See the entire conversation

in the ~five years of running Digg Reader, we collected 12 billion pieces of content (~27TB of article content). that's prob most of what was published over the last five years. if anyone wants access to it for research or whatever, let me know.
93 replies and sub-replies as of Mar 18 2018

Can you upload the data/metadata to BigQuery? That way anyone can access it quickly. cc @felipehoffa
it's all on AWS now. the metadata is in dynamodb and article content (json) is on s3.
Happy to help, thanks for the ping Max! Wondering - what interesting data do you have in that metadata?
yeah, do you also have the shares in that metadata? e.g. how many people shared an article. I just did a similar research for Reddit.
Selfishly if there was a recipe to pull the data to my own AWS environment that’d be perfect.
Details of this s3 bucket etc? Thank you for what you’re doing.
ah the challenges with such volumes! We are now closing in on 14billion docs. Are you using compression? I'm asking because we're currently at ~19TB compressed content + 9TB Elasticsearch index.
27TB is for the article content (as json files), no compression. do you have all of your archive it in ES?
We don't store the contents in ES (_all and _source are disabled). It's only being used for full text search, nothing more. The actual content is in MySQL (believe it or not), sharded into multiple databases compressed with zlib and serialized with msgpack.

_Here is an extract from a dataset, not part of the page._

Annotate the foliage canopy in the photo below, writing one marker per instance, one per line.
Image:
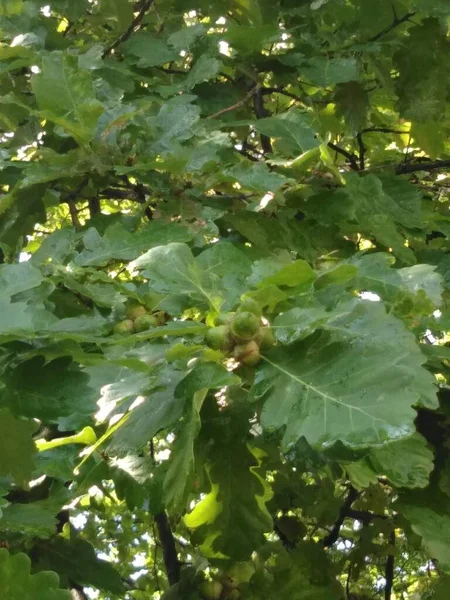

that's awesome! yeah, sorry, i meant the entire archive metadata in search. that's very cool. are you running it on AWS? always cool to hear how other people have done it - thanks for sharing! we did dynamo/redis for metadata and memcache/s3 for article content (json).
Ah OK for us the content is metadata too ;) Only ids/feed ids/dates are 1st class citizens here :) We use redis heavily too for the polling system. Everything is on our own cloud (1TB+ RAM, 300+ cores) using opennebula and @storpool. Should make a blog post about it soon.

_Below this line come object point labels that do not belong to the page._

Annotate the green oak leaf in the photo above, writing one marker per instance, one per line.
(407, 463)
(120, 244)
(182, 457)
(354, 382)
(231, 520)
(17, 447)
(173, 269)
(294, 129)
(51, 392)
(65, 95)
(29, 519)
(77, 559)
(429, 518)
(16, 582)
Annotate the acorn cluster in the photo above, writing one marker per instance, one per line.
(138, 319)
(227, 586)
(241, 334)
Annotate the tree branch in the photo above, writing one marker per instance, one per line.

we built a service that sits in front of S3 and does multigets on files in s3. so memcache + s3 as article storage worked pretty well, was fairly cheap and we didnt have to worry about scaling the storage.

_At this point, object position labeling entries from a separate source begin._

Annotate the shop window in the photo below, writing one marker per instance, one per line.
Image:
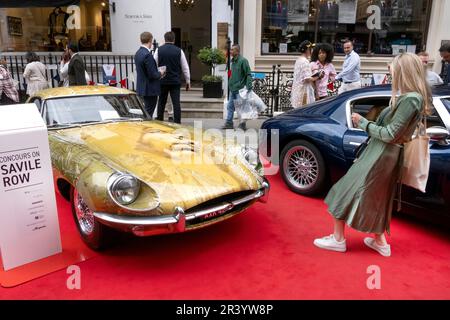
(382, 27)
(44, 27)
(370, 108)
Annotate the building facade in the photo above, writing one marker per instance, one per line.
(270, 30)
(113, 27)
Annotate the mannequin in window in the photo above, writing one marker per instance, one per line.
(328, 15)
(85, 43)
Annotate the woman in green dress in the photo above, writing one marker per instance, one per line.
(363, 198)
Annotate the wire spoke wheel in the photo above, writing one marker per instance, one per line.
(301, 167)
(83, 214)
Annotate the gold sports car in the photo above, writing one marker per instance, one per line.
(121, 171)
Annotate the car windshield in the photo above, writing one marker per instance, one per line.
(87, 109)
(446, 102)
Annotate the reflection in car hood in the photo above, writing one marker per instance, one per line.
(152, 151)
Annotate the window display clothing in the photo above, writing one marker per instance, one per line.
(35, 77)
(302, 92)
(57, 23)
(7, 88)
(328, 15)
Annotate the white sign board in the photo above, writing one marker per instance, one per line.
(29, 228)
(134, 17)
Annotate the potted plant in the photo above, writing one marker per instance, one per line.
(212, 84)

Sounds like a great setup. For us the latency to AWS is a bit of an issue since our main datacenter is in Europe and 5 years ago they weren't very present in EU :)
I *want* this but not sure I know how or what I’d do with it
i know. i'll keep you posted...will see if i can package up some useful parts of it for ppl to use.
Can you add me to your notify list? I'm also interested in this dataset.
I’m trying out a database at the moment - would love to use this. Is it available anywhere?
Hmmm, maybe give it an API? I suggest calling it "Digg Dugg".
academictorrents.com would be a great way to host a dataset like this!
Ooh tempting. What’s included in the article content? Any html or just the text?
We’d love to find a way to colaborate here cc @aabtzu
Hi @myoung - I am not familiar with the data format, but have you considered putting this into Google's #BigQuery as a public dataset? I think that's a great way to go with terabyte scale datasets that you want to share.
- let me know if I can be any help with this #BigQuery
We’d love to have our students use it for a Data analytics class!
Jason scott, internet archive. We want it.
Jscott@archive.org
+1 for Internet Archive! If we could get a compressed WARC representation of the JSON it'd be (a) reasonably sized (gzip), (b) allow for random access, and (c) likely be of a sane size for torrents ^_^ Happy to help however possible!
If we can help make this available for academic research let me know.
I wonder if Google would want to host it as open data in BigQuery.
Super cool! Let's discuss and then reach out.
Does it contain fake news?
It’s full of fake news!
MIchael, would you consider making your data sets available on @datadotworld? It's an amazing data collaboration platform. @databrett @jonloyens @bryonjacob @scuttlemonkey
Wow! Maybe @GCPcloud will host it for you and connect it up w/ BigQuery :)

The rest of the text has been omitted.